I remember I was told in forumpost/4052572ca313022e that was a discussion about CBOR a long time ago - see at this thread that mentioned discussion is outdated due to those new CBOR tags. Also, entire CBOR ecosystem now exists, not only in embedded world but nowadays CBOR is present in e.g. even OpenSSH (Fido).

At the very, very minimum BLOB storage format must have a version disambiguating bytes - CBOR has an optional 3-byte 0xd9d9f7 magic number (also a tag, of course) for this purpose.

Second, a separate internal format may have some justification to exist if it offers something not possible with a generic interchange format - e.g. optimizations for speed of work which may be really useful for DB engine. However, looking at encoding format, I see that it:

has no speed up using binary values instead of ASCII ones (actual type could be just a back-convert hint instead of storage type)
has no random access-allowing layout

For example, standard record (row) header in fileformat2 first has varints with types and lengths and then actual payloads - allowing fast access by calculated offset to particular field. The draft JSONB document mentions "parse tree" for JSON, and, as in typical C implementations of trees we usually have

char *data;

member for storage outside of struct, this could be mapped to storage - first parse tree like header varints, then actual values - with added possibility to compress repeated strings "for free".

However, in it's current form proposed JSONB is just 4-and-4 bits instead of 3-and-5 bits of CBOR, offering no advantages over CBOR and less extensibility points (e.g. too many type codepoints already taken for text, not binary, versions).

(14) By Bo Lindbergh (_blgl_) on 2023-12-21 17:24:21 in reply to 13.1 [link] [source]

However, in it's current form proposed JSONB is just 4-and-4 bits instead of 3-and-5 bits of CBOR, offering no advantages over CBOR

Wrong. A JSONB element has a byte size in its header, letting you skip over it in constant time, no matter how complex it is. CBOR has no such thing, so you can't skip over an element without recursively parsing it all the way down to the leaves.

(15) By Vadim Goncharov (nuclight) on 2024-02-17 18:40:19 in reply to 14 [link] [source]

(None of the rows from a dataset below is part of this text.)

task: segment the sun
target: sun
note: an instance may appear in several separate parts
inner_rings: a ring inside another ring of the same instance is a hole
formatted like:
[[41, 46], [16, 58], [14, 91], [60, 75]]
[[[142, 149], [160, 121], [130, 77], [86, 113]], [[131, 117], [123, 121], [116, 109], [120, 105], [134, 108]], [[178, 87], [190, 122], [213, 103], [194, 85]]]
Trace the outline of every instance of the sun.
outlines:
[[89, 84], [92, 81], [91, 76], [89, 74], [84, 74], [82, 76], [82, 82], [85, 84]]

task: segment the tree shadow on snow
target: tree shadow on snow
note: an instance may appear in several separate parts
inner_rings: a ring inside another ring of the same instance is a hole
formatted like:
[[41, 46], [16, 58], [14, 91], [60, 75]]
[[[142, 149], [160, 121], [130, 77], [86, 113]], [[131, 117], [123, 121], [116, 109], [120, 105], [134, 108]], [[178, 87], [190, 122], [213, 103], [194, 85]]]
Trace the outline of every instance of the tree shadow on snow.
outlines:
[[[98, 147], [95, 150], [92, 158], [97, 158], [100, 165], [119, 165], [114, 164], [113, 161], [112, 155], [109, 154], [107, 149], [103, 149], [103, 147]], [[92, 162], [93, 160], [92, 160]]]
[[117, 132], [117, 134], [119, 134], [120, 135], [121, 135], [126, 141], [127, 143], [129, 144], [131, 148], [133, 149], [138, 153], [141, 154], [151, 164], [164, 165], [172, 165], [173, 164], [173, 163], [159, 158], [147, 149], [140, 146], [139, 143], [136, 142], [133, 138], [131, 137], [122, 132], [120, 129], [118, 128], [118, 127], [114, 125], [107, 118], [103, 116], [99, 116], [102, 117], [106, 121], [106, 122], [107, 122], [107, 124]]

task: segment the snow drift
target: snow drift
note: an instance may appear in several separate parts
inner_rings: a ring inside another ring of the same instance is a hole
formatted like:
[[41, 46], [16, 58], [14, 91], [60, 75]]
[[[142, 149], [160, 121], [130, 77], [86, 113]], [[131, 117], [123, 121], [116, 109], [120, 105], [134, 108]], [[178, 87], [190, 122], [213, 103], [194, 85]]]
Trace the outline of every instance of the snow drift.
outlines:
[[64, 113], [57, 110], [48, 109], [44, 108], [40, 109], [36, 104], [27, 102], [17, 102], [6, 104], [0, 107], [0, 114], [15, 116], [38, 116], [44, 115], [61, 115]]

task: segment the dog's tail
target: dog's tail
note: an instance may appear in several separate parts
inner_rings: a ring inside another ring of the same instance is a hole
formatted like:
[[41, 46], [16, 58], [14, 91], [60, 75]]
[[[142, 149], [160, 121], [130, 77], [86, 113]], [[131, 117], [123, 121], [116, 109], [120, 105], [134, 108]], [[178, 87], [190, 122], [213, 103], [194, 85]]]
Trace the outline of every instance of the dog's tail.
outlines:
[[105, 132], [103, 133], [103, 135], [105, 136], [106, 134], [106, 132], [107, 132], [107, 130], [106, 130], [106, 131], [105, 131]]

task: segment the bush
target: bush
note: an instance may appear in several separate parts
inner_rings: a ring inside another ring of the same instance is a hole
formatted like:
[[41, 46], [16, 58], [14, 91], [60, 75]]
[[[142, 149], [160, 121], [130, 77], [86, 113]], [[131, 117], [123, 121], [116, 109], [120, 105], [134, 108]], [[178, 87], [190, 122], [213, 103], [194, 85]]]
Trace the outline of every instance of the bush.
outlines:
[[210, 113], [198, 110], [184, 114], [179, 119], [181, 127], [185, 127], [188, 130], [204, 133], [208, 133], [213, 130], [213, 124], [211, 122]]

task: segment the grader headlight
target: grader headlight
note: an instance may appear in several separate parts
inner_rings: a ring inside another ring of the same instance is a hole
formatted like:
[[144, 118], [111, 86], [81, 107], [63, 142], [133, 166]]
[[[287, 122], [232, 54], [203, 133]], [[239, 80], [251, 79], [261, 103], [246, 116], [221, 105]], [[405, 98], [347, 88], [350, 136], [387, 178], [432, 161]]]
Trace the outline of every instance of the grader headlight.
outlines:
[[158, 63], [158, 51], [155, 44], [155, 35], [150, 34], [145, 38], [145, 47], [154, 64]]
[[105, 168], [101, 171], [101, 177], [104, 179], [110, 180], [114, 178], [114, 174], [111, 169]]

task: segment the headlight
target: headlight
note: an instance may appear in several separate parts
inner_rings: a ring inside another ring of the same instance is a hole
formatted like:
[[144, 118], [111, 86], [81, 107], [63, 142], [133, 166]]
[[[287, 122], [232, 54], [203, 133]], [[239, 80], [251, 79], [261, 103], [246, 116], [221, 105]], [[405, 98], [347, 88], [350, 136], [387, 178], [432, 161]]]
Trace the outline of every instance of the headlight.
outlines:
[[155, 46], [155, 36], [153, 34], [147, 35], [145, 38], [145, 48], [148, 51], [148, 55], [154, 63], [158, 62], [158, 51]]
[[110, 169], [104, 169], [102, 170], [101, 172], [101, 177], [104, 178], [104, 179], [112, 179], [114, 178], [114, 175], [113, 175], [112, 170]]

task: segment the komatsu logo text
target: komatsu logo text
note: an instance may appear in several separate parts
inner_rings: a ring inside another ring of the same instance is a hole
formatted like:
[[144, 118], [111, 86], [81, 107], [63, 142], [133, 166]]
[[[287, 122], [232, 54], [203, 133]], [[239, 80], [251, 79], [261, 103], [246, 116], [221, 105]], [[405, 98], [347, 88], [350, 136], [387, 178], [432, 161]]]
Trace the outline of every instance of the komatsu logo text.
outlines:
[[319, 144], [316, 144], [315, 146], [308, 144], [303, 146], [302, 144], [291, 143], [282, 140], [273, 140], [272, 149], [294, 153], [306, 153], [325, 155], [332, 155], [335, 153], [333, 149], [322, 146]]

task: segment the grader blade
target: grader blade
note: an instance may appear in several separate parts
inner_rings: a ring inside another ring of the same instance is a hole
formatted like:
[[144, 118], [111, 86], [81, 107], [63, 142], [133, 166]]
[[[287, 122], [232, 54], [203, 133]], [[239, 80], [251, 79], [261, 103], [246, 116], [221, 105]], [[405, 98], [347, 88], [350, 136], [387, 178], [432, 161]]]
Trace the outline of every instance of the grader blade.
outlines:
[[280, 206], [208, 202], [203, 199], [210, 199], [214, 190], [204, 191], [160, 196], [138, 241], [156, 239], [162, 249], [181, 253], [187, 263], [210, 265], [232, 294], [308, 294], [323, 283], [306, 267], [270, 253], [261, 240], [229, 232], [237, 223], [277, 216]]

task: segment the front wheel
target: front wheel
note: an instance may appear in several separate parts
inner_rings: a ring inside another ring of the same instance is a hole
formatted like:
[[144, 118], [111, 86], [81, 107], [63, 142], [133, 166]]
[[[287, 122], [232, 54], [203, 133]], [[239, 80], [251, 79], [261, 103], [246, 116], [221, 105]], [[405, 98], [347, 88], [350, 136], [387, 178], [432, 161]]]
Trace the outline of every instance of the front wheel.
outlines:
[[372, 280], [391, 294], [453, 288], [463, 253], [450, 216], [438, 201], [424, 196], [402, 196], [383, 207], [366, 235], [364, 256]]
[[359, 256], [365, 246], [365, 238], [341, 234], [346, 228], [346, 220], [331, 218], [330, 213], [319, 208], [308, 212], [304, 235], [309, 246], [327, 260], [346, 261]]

Not quite. CBOR has byte size for leaf elements. However, current JSONB format does not allow truly random access, so it does not really earn much over CBOR (and given storing integers as TEXT - probably very little in terms of performance).

(16) By Nuno Cruces (ncruces) on 2024-02-17 19:17:06 in reply to 15 [link] [source]

On JSONB each element of the hierarchy has a length, so it's possible for selectors to skip over arbitrarily complex branches.

Yes, it's not random access, but with non-uniform elements, that's hard anyway, unless you add indexes, which will consume extra space.

JSONB is a decent compromise at making most things strictly faster. There's enough room to add binary numbers to the spec.